What Tomorrow Holds

Before outreach, all the students received a book entitled Jesus Journey to read while we’re out saving the world. It’s an interesting book in that it considers Jesus vividly from the perspective of the people who were with him, who knew him best as a human being that they did life with. Who understood him as a friend, brother, son, nephew, or enemy. There are some chapters that the jury is still out on, but the most recent one certainly made me think.

It was about the day after Jesus died. Imagine being those people. The entirety of their recent lives suddenly meant very little. The man they had thought was going to save their world had died, just like all the others. Just another failed revolutionary. They had been wrong. They’d been SO SURE, but they’d been wrong. Or so it seemed. But the day after he died, all his disciples could see was that he had died. All his warnings and prophecies that it was coming and that it wasn’t the end had gone unheeded, and all they could see was that he was gone and they were in danger. Imagine all your hopes and dreams crashing down around your ears.

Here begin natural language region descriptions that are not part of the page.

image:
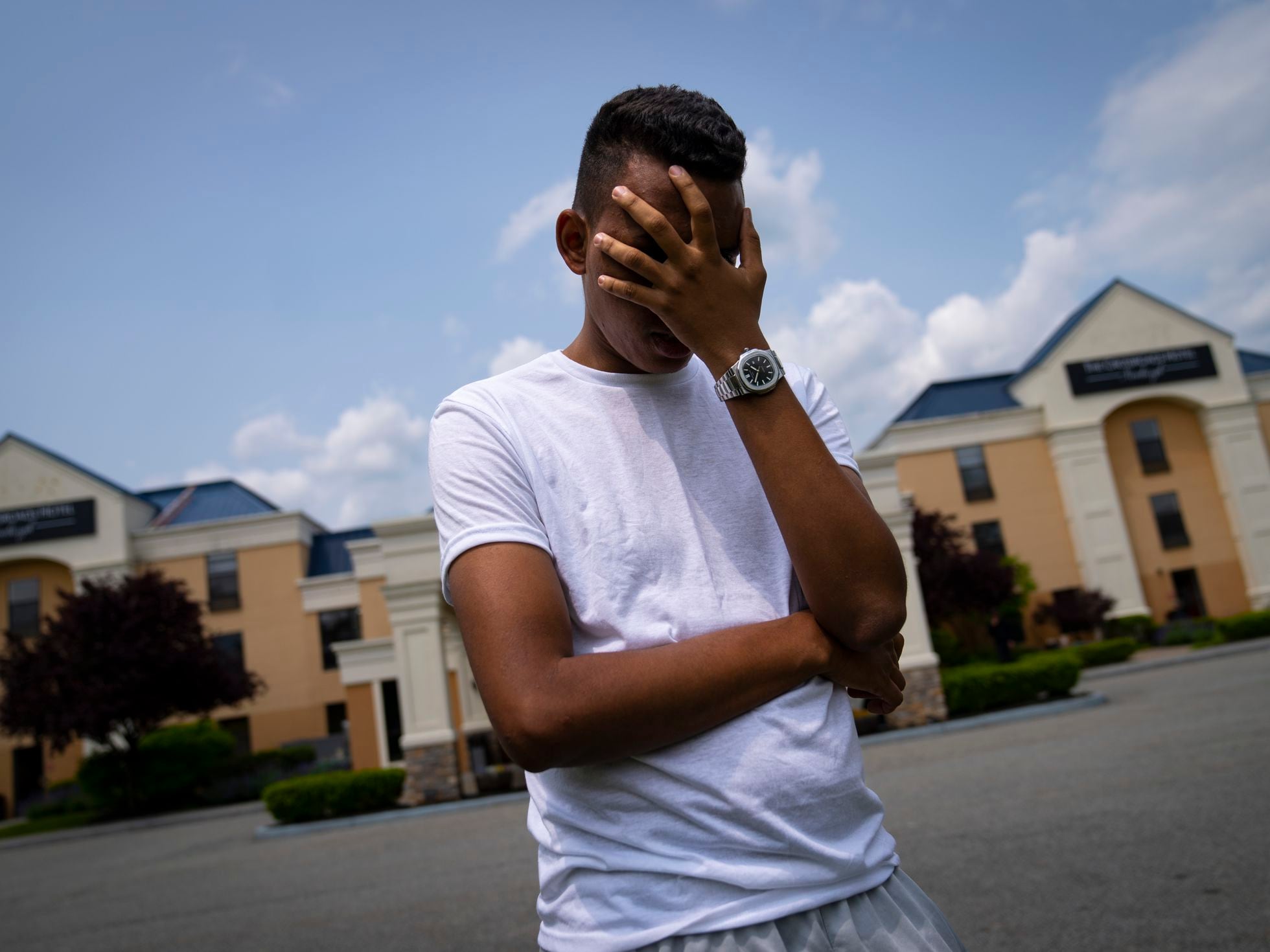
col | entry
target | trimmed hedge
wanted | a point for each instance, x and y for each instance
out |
(1242, 628)
(980, 687)
(165, 772)
(337, 793)
(1111, 652)
(1131, 626)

Or maybe you don’t have to imagine because you’ve had it happen. For me, I can say that this outreach certainly is not what I came to YWAM hoping for. I had high expectations of running off to foreign lands, introducing people to a savior they had never known, healings, signs, wonders … and here we are in Puna. Still in Hawaii, practically in my own backyard. Dealing with a spectrum of people who know all about the Bible, but have already decided, for one reason or another, that this Jesus fella just isn’t for them. Doing a lot of praying and worshipping and introspecting and very little of much else. It just … isn’t what I expected.

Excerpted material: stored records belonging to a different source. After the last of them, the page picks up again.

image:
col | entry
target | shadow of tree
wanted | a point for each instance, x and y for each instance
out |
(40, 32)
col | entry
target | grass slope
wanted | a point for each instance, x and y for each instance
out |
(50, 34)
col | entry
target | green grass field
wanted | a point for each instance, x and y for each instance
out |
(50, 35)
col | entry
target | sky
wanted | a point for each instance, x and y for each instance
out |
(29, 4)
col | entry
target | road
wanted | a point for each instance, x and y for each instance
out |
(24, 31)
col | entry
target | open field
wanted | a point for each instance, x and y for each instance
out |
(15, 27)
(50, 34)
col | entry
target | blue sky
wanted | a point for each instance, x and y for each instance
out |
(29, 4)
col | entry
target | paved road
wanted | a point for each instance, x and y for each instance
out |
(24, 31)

But if the cross taught us anything, it’s that God’s plan rarely looks like what we would expect. His grand plan of redemption involved the hero of the story dying, just like all the others. Or so it seemed. To all his family, friends, and followers that day after his death, God’s plan was stupid. Most likely they just assumed they had been outside his plan all along. Trying to wrap their heads around the fact that this man they had been so sure of wasn’t the one after all. It would have all been so disappointing. Kind of like this outreach (though on a much much MUCH more heartbreaking scale). But that’s another thing about God’s plans. Sometimes they’re disappointing…until they’re not.

In the moment, while we can’t see the bigger picture, while we’re just on the ground, head down, doing what we’re supposed to do on the faith that we’re “pretty sure we heard from God,” God’s big plan can seem like a big letdown. Nothing exciting is happening. Nothing except a lot of hard work. A lot of soul stretching. A lot of questions. But on the third day, God had something pretty amazing up His sleeve, and His Son GOT UP FROM THE DEAD, victorious. Having defeated death, once and for all. Having paid the highest price to win us all back. Having literally saved the world. While the disciples were at home contemplating where they went wrong, their hero was accomplishing something bigger than they could have possibly imagined.

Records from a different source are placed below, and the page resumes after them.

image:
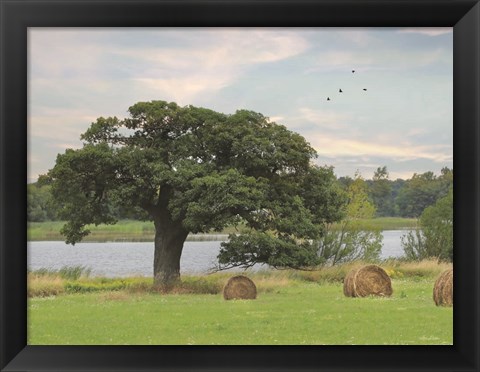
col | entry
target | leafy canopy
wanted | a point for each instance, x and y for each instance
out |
(199, 170)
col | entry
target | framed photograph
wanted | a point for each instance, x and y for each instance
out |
(34, 31)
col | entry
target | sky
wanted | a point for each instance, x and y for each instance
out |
(404, 120)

So let this be an encouragement for all of us. I know it’s encouraging me. There’s more going on than I could know. I just have to trust that the plan is bigger than I can see, that somewhere, somehow, something is shifting. That at the right time, the victory will emerge and suddenly, everything will fall into place and make sense and we’ll be so thankful that we didn’t lose heart and miss the grand finale. Remember, when it’s tempting to be disappointed, to lose heart, to give up, that the disciples were probably pretty disappointed and disheartened the day before Jesus rose from the grave. They had no idea that the next day, EVERYTHING would change. So take heart. Who knows what tomorrow holds?

 

One thought on “What Tomorrow Holds

  1. Amen! Faithfully loving God and doing what you know to do with love energized believing yields godly fruit now and eternal rewards later! 1 Corinthians 15:58 is what you reminded me of.